No parece que Garay haya elaborado este plan. Se basa en el informe de la junta, en José Duaso, Antonio Barata, López Ballesteros, José López, Juana Pinilla y otros. Garay ha aportado a este sistema su innegable actividad, su energía y su ambición; pero está muy lejos de ser su autor intelectual.
Apoyado por el monarca, el ministro logró hacer aprobar el plan con escasa resistencia de los consejeros de Estado; fue dado a conocer al público por medio del decreto de 30 de mayo de 1817. Para controlar todo el sistema de hacienda se crearon unas juntas locales, en torno a las autoridades de los pueblos, unas juntas de partido, que debían supervisar y asesorar a las locales, y unas juntas provinciales, presididas por el intendente, en contacto ya con la administración central. El punto débil estaba en las provinciales, integradas por notables de la ciudad, ignorantes de los problemas administrativos de la hacienda, sin interés por el cargo e incapaces de responder a las protestas, consultas y preguntas de las juntas locales.
La implantación del nuevo sistema produjo una gran confusión. No se verificó la rectificación espontánea que Garay esperaba se hiciese cada pueblo para igualar las contribuciones provinciales, y las evaluaciones de la riqueza que debían hacerse y servir de base para un reparto equitativo no aparecieron por ningún lado.
El problema de la deuda pública
Considerando resuelta la cuestión de la hacienda, Garay empezó con la deuda pública. Realizó un nuevo intento desamortizador que había de suscitar las iras de los miembros reaccionarios del consejo, que estaban ahora en franca mayoría. Fernando VII sería el primero en sabotear el plan.
III. TENSIONES EN LA SOCIEDAD ESPAÑOLA DEL ANTIGUO RÉGIMEN
Capítulo sexto. El trono y el altar: alianza y enfrentamientos.
Que el clero fue uno de los pilares de la sociedad del Antiguo Régimen, en la cual desempeñaba un papel privilegiado, es algo que no necesita repetirse desde el estallido de la revolución francesa.

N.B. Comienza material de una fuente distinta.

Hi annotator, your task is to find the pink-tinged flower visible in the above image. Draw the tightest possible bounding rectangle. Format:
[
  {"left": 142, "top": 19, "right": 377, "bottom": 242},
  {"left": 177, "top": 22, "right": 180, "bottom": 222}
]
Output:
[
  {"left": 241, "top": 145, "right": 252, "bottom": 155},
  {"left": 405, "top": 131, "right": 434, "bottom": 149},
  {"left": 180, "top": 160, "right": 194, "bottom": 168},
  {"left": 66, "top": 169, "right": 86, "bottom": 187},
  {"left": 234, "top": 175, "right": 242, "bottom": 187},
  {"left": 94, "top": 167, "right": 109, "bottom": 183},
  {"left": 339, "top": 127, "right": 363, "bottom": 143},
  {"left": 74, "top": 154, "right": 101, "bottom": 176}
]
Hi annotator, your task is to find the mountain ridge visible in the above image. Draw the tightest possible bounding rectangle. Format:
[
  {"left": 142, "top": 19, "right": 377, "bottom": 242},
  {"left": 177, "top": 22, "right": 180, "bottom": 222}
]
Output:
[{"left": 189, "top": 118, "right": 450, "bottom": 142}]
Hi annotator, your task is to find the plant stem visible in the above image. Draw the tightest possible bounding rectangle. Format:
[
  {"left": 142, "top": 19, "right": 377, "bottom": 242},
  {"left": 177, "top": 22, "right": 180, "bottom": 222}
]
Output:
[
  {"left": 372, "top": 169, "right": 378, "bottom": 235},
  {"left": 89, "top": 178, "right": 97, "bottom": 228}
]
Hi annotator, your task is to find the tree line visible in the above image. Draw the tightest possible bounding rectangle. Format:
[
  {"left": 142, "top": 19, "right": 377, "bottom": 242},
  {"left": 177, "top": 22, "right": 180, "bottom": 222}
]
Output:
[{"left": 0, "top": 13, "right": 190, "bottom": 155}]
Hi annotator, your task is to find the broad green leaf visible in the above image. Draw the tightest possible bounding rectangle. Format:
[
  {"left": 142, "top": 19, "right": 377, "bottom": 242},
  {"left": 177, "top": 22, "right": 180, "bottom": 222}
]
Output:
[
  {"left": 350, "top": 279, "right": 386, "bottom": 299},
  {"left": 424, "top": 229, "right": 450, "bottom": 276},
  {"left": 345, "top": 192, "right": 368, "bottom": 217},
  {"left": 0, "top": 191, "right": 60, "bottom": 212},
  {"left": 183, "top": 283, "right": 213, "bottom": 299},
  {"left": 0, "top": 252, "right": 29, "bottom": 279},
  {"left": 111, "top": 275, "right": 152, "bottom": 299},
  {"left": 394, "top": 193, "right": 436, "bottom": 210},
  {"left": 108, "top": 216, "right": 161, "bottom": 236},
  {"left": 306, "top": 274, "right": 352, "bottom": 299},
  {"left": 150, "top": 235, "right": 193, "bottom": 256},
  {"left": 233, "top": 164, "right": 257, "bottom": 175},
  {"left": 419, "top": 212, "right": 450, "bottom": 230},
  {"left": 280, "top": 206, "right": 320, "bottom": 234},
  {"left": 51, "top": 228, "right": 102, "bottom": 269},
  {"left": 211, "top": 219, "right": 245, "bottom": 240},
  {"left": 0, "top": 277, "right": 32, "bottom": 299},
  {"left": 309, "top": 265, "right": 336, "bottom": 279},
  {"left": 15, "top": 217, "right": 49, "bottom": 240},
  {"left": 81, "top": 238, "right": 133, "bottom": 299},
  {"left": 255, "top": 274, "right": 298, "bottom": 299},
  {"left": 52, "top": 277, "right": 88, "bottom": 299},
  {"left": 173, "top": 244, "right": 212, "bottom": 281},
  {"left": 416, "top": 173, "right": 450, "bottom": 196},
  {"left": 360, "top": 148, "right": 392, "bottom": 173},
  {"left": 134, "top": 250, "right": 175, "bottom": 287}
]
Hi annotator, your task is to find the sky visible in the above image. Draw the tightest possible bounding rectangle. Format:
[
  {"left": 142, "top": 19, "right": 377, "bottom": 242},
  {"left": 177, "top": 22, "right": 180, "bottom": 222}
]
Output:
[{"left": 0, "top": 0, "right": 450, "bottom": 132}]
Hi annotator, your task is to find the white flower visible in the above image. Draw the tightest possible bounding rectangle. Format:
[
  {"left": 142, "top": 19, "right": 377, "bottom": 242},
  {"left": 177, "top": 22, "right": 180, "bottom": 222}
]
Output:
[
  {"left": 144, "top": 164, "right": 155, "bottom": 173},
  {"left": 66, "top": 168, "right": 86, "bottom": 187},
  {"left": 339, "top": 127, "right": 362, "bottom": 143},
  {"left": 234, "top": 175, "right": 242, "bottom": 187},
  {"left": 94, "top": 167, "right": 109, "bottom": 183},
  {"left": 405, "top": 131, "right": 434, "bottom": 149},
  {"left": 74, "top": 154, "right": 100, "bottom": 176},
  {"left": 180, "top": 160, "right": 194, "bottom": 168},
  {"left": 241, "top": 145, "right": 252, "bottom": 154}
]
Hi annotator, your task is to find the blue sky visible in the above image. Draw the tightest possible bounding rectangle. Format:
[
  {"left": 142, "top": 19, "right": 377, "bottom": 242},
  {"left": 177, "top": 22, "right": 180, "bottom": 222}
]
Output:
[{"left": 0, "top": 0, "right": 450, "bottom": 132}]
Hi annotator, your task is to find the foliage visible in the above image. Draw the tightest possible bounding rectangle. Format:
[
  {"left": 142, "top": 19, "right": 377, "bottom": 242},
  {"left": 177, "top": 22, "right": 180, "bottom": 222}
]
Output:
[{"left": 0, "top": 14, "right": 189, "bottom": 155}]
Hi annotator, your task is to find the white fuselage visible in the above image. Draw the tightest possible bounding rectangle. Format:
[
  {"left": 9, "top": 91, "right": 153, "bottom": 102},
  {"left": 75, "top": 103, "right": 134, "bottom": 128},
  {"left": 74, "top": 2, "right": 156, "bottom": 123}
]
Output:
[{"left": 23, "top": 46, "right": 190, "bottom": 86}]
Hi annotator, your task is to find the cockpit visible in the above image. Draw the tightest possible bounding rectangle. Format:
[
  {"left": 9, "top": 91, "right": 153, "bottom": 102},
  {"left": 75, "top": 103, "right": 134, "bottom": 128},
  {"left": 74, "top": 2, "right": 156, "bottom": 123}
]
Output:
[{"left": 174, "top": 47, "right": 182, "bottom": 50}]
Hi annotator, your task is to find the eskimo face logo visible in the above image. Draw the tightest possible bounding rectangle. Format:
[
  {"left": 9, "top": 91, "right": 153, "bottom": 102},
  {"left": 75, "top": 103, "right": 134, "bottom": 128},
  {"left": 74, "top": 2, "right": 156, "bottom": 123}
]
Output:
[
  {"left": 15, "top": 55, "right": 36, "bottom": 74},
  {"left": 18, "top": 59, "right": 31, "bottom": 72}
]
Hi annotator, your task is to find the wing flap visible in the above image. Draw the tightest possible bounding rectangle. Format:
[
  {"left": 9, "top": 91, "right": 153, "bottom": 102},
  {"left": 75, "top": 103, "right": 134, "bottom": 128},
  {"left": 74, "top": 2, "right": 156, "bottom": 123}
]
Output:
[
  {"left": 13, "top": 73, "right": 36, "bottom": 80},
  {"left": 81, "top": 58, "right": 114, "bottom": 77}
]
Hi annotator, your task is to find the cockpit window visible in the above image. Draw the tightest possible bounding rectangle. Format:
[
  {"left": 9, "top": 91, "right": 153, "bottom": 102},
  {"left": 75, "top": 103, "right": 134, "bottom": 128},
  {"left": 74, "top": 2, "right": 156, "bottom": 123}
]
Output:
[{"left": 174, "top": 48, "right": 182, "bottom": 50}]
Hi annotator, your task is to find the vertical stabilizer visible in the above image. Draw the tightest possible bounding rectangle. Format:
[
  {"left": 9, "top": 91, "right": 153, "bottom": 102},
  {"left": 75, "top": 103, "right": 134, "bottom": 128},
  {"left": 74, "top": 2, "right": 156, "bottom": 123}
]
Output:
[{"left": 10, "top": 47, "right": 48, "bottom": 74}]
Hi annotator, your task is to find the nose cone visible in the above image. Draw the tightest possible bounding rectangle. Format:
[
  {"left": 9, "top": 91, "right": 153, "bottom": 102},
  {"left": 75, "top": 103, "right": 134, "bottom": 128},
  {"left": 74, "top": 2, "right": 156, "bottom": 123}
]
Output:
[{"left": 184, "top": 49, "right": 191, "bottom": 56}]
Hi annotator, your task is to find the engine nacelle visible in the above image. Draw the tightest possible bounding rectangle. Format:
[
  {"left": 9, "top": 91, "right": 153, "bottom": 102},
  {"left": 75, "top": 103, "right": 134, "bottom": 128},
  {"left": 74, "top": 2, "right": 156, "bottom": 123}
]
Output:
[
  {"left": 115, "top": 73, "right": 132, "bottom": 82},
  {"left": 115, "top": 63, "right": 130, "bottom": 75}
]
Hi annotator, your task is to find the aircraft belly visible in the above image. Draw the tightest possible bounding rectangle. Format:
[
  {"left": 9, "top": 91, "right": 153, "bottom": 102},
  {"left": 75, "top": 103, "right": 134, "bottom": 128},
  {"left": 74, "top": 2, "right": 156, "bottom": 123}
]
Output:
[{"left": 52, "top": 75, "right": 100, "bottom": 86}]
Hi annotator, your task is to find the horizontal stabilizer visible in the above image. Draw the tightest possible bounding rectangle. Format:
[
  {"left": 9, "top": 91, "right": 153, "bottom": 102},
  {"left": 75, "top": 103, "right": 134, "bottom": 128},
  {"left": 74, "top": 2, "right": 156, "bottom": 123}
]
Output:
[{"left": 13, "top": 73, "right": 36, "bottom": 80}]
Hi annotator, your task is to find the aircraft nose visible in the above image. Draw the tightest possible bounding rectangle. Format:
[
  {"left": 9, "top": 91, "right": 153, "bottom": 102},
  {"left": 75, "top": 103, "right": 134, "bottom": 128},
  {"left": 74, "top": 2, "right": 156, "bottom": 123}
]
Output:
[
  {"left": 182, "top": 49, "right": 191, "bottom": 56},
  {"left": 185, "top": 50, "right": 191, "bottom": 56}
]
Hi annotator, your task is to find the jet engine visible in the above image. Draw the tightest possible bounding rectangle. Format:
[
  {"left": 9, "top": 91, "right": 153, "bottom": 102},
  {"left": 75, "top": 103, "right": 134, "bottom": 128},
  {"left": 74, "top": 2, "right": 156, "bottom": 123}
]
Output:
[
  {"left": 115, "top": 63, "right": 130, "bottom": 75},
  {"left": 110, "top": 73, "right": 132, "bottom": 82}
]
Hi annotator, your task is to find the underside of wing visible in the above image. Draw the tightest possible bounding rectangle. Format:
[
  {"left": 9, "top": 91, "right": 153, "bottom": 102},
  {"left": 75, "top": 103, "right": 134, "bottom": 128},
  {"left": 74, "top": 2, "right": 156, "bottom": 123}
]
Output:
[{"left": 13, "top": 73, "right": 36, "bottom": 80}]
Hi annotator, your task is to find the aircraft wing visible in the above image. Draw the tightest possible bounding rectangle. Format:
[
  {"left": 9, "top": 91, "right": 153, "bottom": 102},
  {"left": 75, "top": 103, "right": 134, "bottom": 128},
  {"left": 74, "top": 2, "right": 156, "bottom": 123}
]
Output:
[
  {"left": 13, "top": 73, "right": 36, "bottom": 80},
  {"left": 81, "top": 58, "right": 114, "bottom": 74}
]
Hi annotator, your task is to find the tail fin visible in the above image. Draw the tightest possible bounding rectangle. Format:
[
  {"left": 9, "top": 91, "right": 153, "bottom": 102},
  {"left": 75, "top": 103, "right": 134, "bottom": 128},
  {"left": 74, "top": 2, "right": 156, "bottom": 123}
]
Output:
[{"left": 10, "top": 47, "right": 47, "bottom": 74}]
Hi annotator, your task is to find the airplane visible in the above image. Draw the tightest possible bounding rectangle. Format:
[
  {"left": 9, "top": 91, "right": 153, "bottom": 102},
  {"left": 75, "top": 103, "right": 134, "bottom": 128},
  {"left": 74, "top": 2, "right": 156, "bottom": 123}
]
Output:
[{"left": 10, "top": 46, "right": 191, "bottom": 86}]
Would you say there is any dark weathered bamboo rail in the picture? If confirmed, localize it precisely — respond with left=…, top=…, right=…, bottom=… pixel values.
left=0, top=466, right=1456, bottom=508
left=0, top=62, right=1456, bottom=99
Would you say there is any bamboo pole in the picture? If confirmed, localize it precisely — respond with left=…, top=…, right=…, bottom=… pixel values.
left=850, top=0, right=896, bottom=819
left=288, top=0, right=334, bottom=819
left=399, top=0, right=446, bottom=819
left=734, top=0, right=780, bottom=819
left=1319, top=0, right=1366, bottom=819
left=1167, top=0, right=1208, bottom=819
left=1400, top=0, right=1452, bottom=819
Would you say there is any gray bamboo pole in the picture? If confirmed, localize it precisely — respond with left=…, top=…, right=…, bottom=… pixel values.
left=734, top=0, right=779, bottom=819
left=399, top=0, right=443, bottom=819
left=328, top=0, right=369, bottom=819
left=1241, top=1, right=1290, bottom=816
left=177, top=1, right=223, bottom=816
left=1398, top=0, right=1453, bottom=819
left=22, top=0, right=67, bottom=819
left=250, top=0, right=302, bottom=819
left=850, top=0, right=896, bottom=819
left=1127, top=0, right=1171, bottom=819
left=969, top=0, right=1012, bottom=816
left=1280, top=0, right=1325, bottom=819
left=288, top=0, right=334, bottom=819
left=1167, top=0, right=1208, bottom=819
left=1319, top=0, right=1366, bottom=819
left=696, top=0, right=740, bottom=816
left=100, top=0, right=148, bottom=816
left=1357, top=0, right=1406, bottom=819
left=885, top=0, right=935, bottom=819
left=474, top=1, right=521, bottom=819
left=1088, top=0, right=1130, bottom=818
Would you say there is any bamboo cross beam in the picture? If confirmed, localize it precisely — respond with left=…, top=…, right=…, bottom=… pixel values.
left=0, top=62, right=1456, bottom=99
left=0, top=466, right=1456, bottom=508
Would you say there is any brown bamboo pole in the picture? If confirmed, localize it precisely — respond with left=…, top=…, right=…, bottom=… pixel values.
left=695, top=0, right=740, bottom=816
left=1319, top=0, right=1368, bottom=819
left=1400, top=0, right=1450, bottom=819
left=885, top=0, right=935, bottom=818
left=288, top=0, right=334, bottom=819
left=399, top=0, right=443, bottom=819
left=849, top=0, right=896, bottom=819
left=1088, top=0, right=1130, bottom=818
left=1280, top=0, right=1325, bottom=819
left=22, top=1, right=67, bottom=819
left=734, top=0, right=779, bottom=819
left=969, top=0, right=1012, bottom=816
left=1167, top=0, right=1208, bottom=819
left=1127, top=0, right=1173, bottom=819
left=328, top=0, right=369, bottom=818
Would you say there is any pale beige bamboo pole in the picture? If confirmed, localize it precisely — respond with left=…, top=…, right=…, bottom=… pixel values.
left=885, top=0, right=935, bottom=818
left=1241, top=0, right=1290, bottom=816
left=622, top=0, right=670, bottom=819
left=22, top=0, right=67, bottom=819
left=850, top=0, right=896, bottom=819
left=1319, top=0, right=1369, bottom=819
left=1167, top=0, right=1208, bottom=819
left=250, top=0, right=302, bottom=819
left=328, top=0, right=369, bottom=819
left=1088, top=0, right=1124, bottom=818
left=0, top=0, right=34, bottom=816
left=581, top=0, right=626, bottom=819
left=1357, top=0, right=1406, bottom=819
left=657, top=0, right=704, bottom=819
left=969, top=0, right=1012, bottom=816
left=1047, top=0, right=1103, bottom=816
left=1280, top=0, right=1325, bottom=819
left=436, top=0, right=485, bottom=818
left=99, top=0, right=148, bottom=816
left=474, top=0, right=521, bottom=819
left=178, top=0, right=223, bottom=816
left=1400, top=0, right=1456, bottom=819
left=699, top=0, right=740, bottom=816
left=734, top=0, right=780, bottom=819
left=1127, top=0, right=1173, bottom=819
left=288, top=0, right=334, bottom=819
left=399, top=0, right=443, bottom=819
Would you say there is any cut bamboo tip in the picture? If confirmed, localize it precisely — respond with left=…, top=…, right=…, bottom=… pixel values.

Ni a la monarquía absoluta ni a la Iglesia podía caberles duda alguna de que el triunfo de los liberales significaría un grave quebranto para sus privilegios tradicionales. Y la experiencia de 1808 a 1814 se lo demostró con toda claridad.
Clero y liberales se unieron contra Napoleón en una alianza "antinatural" que se rompió al concluir la guerra, en 1814. Liberales y afrancesados tenían objetivos semejantes, pero hay que dejar claro que la corriente liberal española era totalmente autóctona; ambos grupos pretendían modificar la sociedad del Antiguo Régimen y adaptarla a las circunstancias de su tiempo.
Ante esto, nada podía ser más lógico que la asociación de clero y monarquía contra los liberales, establecida sólidamente desde 1814. Los eclesiásticos aportaron incondicionalmente el golpe de estado, y el rey se lo compensaría con el retorno de los jesuitas.
Sin embargo, la necesidad de que el clero pagara impuestos creó tensiones en la alianza; amparándose en concesiones papales el monarca conseguirá la tributación de los eclesiásticos en 1745. Pero aun así una cosa era dictar leyes desde la corte, y otra conseguir que se cumplieran, y más, sabiendo que resultaban poco gratas a los privilegiados, que controlaban la vida local.
Durante el reinado de Carlos III se luchó encarnizadamente contra la amortización creciente. Campomanes, en su "Tratado de la regalía de amortización" explica con toda claridad cómo las exenciones de que disfrutaba el clero permitían a las manos muertas apoderarse de las tierras, en un proceso que provoca la ruina y la despoblación de los campos españoles.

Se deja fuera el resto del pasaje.